Kommen wir zu meinem Problem. Immer wieder erklingt ein störendes Knacken. Ich habe 1,75 g Auflagegewicht gewählt und bisher nur neue Platten gespielt. Meine derzeitige Vermutung ist, dass es an Staubpartikeln (an der Nadel hängen gerne auch mal ein paar Fusel, die ich jedoch meist abzupfen kann) oder der statischen Aufladung der Platten liegt. Ich habe mir erstmal eine Kohlefaserbürste bestellt. Habt ihr Ideen woran es liegen könnte?

Auf dem Plattenspieler einer Freundin (Reloop 4000 MK2) trat das Problem nicht auf.

LG TiKa444
akem
Inventar
#2 erstellt: 12. Aug 2019, 20:32
Das könnte an der eigenwilligen Masseführung des Rega-Tonarms liegen: da ist die Tonarm-Masse nämlich mit der Abschirmung des linken Audiokanals verbunden. Kann man auftrennen und mit einem extra Kabel zum Verstärker führen. Ansonsten bräuchtest Du einen Phonoeingang / Phonovorverstärker, bei dem Cinch-"Masse" auch wirklich DC-Masse ist und nicht nur AC-Masse...

Gruß
Andreas
TiKa444
Ist häufiger hier
#3 erstellt: 12. Aug 2019, 21:53
Auftrennen am Stecker oder muss ich den ganzen Tonarm neu verkabeln?

Mit der Kohlenfaserbürste geht es schon viel besser, jedoch ist es noch nicht perfekt.

LG TiKa
Wuhduh
Gesperrt
#4 erstellt: 13. Aug 2019, 01:20
Moin !

Das dürften statische Entladungen sein. Glasteller plus Filzmatte wie ab Werk kann sowas schon erzeugen.

Bitte nicht am Rega herumbasteln.

MfG,
Erik
TiKa444
Ist häufiger hier
#5 erstellt: 13. Aug 2019, 02:16
Ja aber was tue ich dann dagegen?

LG TiKa444
ForgottenSon
Inventar
#6 erstellt: 13. Aug 2019, 07:42

TiKa444 (Beitrag #5) schrieb:
Ja aber was tue ich dann dagegen?


Steht doch oben: Filzmatte durch Gummimatte ersetzen. Zumindest wäre das der unaufwändigste Versuch, Linderung herbei zu führen. Ansonsten: Damit leben, is halt Vinyl.
bielefeldgibtsnicht
Inventar
#7 erstellt: 13. Aug 2019, 13:52
Hast du schon mal versucht Support von Rega direkt zu bekommen?
Du kannst dich entweder an den deutschen Vertrieb wenden oder direkt nach England schreiben. Normalerweise wirst du hilfreiche Tipps oder sogar die Problemlösung bekommen.

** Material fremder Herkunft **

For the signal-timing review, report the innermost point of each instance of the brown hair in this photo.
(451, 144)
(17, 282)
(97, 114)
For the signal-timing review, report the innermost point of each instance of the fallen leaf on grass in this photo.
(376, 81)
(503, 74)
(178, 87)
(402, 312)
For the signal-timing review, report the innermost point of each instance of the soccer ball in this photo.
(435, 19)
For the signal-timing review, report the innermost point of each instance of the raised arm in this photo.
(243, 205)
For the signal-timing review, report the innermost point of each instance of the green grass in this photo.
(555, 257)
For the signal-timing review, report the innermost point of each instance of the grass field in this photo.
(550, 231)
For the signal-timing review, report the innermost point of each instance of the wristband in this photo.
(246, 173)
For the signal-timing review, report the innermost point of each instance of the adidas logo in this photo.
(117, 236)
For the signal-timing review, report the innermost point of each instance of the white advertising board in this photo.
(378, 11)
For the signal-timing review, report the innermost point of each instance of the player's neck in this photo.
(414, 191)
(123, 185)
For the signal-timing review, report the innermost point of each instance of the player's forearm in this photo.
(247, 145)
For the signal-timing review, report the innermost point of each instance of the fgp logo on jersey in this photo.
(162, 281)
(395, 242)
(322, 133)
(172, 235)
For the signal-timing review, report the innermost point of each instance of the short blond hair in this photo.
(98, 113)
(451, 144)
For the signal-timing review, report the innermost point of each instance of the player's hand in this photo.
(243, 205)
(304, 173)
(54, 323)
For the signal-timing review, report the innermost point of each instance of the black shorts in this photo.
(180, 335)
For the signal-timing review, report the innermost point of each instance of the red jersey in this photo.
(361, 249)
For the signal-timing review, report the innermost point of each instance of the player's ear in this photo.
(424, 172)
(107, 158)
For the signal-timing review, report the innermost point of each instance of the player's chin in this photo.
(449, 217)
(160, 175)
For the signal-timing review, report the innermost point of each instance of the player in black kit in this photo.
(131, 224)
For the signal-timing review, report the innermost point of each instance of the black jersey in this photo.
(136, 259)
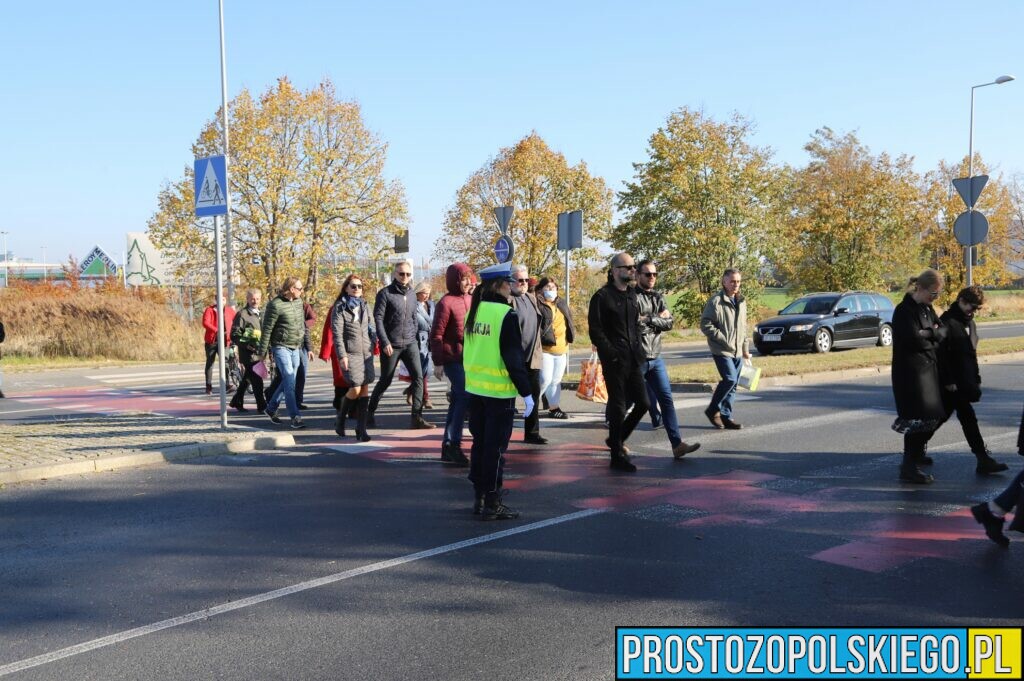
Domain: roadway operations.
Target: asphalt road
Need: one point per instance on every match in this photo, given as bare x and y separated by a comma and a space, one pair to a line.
344, 561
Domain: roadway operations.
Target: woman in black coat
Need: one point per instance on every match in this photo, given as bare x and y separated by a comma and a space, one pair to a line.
963, 383
918, 335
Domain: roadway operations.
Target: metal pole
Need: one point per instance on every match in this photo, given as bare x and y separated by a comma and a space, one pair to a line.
219, 279
227, 161
969, 251
6, 270
566, 277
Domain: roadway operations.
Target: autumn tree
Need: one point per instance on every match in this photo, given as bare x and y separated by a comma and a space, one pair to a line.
704, 200
855, 219
539, 183
307, 189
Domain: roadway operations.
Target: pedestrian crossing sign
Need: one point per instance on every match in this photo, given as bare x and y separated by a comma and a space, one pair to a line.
211, 186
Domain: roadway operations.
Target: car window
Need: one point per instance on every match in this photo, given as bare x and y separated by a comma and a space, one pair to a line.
866, 303
883, 302
814, 305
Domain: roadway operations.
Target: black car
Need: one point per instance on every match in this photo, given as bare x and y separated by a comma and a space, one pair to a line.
821, 321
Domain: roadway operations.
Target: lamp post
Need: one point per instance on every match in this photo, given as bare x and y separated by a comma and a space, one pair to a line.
6, 270
969, 252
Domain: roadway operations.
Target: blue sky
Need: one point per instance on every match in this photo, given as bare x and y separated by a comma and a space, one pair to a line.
103, 99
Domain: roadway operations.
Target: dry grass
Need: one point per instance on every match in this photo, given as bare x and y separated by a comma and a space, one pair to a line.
48, 321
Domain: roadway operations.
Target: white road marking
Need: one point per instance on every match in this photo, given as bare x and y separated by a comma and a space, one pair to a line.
281, 593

Auch wenn's wieder bestritten wird, dass es einen Klangunterschied ausmacht. Lass die Filzmatte auf dem Plattenteller, so wurde der Plattenspieler entwickelt, mit einer Gummimatte wird er anders klingen. Ob dies die vermutete elektrostatische Entladung reduziert oder beseitigt, kann ich nicht sagen.

Gerd
akem
Inventar
#8 erstellt: 13. Aug 2019, 21:17
Ich hingegen würde die Filzmatte schon allein aus klanglichen Gründen entsorgen. Da kann man nen Blumentopf draufstellen, zu mehr taugt die nicht...
Gummi dürfte vielleicht zu dick sein, vielleicht Kork? Damit habe ich gute Erfahrungen gesammelt.

Die Masse muß man im Sockel des Tonarms auftrennen. Da ist seitlich eine kleine Inbus-Madenschraube, mit der der Plastikstopfen gehalten wird, durch den das Cinchkabel geht. Dazu natürlich den Tonarm ausbauen...
Wenn die Schraube gelockert ist, aufpassen, daß sie nicht verlustig geht (ist recht kurz!). Dann den Stopfen vorsichtig um ca. 2cm heraus ziehen - mehr Spiel ist nicht! Dann das schwarze Kabel abknipsen und mit einer Leitung verlängern und durch oder neben dem Stopfen nach draußen führen. Danach alles wieder zusammenbauen...

Vorsicht!
- Du dürftest eine etwaige Garantie auf den Dreher verlieren (wenn er nicht schon zu alt ist, was ich fast glaube).
- Die dünnen Kabel innerhalb des Tonarms reißen sehr , sehr schnell ab!